At the base area, (which I forget what it’s actually called, so hence no name) there was this pretty cool spinning map of the world that was bigger than me. I can hear some people saying that wouldn’t be hard – enough of that! Had a look at the world, found Uganda and Murchison Falls and then found home and got an indication of how much ocean you actually had to fly over to get to Africa.

After this, we headed off to find some lunch. We went to Red Chilli Rest Camp for lunch, plenty of tour groups and backpackers there, and lunch was pretty good, although I think the Nile Safari Lodge was much better (but also more expensive). At lunch though, we met some more interesting and very friendly, but wild, guests. Warthogs. Oh wow, they were friendly. Far too friendly for my liking. They were very interested in the food we were eating. I moved to the other end of the table to get away from them and they started to follow – but thankfully took more of an interest in Mike’s food than Shirley’s or mine. They are ugly looking, but those tusks could also make them quite dangerous and I wasn’t too keen on checking out the hospitals in Uganda as a patient!

After lunch we headed off to the top of Murchison falls. After the disappointment of the view from the base, we were hoping that the top would be far more spectacular. We weren’t disappointed. This would have to be in the top 5 highlights of the trip. The roar from the water is amazing. The nile, with all it’s width – and it is a pretty wide river, is pushed through a 7m wide gap in rocks. I think you’d last about two seconds if you fell in there, the power of the water is just amazing. And if you did happen to survive, the alligators or hippos would get you anyway!

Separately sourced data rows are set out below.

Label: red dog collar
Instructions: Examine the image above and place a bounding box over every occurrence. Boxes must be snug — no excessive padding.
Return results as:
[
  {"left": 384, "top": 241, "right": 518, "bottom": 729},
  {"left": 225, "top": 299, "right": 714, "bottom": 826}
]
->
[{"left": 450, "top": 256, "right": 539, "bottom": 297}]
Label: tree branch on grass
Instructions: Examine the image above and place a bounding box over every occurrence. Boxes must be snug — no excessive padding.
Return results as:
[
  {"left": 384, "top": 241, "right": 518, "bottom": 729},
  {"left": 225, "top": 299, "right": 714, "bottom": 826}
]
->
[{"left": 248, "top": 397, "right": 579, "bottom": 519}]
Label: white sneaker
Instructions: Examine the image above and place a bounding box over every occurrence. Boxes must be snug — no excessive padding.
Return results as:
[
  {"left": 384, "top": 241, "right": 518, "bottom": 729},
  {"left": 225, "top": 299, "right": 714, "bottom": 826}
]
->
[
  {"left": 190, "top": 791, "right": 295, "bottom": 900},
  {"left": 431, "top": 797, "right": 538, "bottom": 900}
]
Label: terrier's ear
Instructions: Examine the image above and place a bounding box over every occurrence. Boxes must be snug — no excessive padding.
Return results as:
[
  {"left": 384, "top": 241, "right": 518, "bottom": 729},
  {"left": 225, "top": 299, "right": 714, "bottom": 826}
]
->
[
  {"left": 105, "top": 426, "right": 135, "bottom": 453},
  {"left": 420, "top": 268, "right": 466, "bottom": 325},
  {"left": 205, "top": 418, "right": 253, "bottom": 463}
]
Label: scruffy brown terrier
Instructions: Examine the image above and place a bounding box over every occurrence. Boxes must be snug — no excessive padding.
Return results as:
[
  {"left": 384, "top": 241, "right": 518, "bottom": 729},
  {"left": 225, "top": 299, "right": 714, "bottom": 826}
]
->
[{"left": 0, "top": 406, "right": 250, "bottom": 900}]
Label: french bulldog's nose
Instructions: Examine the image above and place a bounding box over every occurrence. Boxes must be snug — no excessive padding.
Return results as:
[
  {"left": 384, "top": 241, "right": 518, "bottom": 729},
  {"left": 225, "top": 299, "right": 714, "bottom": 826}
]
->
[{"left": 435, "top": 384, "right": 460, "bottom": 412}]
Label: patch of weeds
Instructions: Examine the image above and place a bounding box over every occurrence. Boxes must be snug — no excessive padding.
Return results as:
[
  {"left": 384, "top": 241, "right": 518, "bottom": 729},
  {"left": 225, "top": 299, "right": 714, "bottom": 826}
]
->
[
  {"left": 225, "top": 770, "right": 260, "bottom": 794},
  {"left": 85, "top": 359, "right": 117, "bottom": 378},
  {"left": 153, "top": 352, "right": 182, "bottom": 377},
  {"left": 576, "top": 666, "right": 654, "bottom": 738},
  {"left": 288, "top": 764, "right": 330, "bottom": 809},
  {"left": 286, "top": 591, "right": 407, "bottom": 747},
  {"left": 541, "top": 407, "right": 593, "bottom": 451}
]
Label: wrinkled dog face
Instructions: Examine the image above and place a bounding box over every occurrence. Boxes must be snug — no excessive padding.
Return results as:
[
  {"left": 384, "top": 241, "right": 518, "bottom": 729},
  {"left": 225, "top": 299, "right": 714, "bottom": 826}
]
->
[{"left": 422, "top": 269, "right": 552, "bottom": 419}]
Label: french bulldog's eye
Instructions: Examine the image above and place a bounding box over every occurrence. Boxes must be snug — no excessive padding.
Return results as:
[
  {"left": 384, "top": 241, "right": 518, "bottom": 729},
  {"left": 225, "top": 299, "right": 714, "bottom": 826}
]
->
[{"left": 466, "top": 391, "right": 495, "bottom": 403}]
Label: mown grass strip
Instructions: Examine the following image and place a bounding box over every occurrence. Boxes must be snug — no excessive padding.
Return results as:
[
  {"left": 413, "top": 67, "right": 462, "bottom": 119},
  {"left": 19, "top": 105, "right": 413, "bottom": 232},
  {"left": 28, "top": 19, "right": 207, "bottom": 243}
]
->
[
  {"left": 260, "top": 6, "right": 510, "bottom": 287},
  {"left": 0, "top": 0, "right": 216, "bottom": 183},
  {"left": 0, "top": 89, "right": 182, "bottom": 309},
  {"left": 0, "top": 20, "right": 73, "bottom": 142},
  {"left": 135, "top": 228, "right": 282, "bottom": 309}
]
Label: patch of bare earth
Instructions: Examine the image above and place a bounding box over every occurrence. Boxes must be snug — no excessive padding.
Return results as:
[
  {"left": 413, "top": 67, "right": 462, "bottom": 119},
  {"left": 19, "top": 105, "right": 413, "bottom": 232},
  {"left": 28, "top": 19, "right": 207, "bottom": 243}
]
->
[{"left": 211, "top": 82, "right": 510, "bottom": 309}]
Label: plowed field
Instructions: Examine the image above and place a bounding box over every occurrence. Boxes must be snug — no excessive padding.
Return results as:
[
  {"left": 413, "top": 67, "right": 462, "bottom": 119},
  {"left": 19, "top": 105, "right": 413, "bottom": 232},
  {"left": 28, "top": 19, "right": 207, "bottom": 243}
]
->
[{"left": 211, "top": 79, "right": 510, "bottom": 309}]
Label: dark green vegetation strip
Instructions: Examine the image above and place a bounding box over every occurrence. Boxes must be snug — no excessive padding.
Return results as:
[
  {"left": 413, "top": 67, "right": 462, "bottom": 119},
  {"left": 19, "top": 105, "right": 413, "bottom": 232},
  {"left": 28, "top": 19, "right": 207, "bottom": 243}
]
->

The falls were just spectacular. I love water and I could sit there for hours just watching it flow and go down through the crack in the rocks. You could view the falls from before the water went over the edge and then after it had flowed through the gap. The spray from the water as, and after, it flowed through the gap left you fairly wet. So powerful. God has created some amazing things and seeing something like this just reminds you how small and how fragile you really are. While I would’ve loved to sit there for ages in the sun, just like the Chameleon was, watching the water flow, listening to the roar and let it refresh and renew me, the weather wasn’t doing us any favours. There was a storm coming in – and storm clouds do make great backdrops for photos – but they normally bring rain with them. Getting wet didn’t matter, I was already a bit damp from the spray, but unfortunately the roads to get into the top of the falls were… mud. So any extra water on them wasn’t really going to be good. Now I do think sometimes we over estimate the effect of rain on roads, especially when you’re in a place that’s strange and you’re the only car in a group. But nevertheless, it started to rain, so we hot footed it out of there, cutting short our time at the top, but leaving it as a “must return” destination.

Met a few cars coming towards us on the way back, including a taxi, (ie not a 4WD – surprised it had got that far), but then again, taxis go ANYWHERE in Uganda. Anywhere. Wonder if those cars made it out! Saw a few cars that had slidden off the road but I don’t think I grabbed any photos, I was either too busy laughing at them (mostly tourists who’d done something stupid) or wondering if us, in our small little car could help. We decided we couldn’t.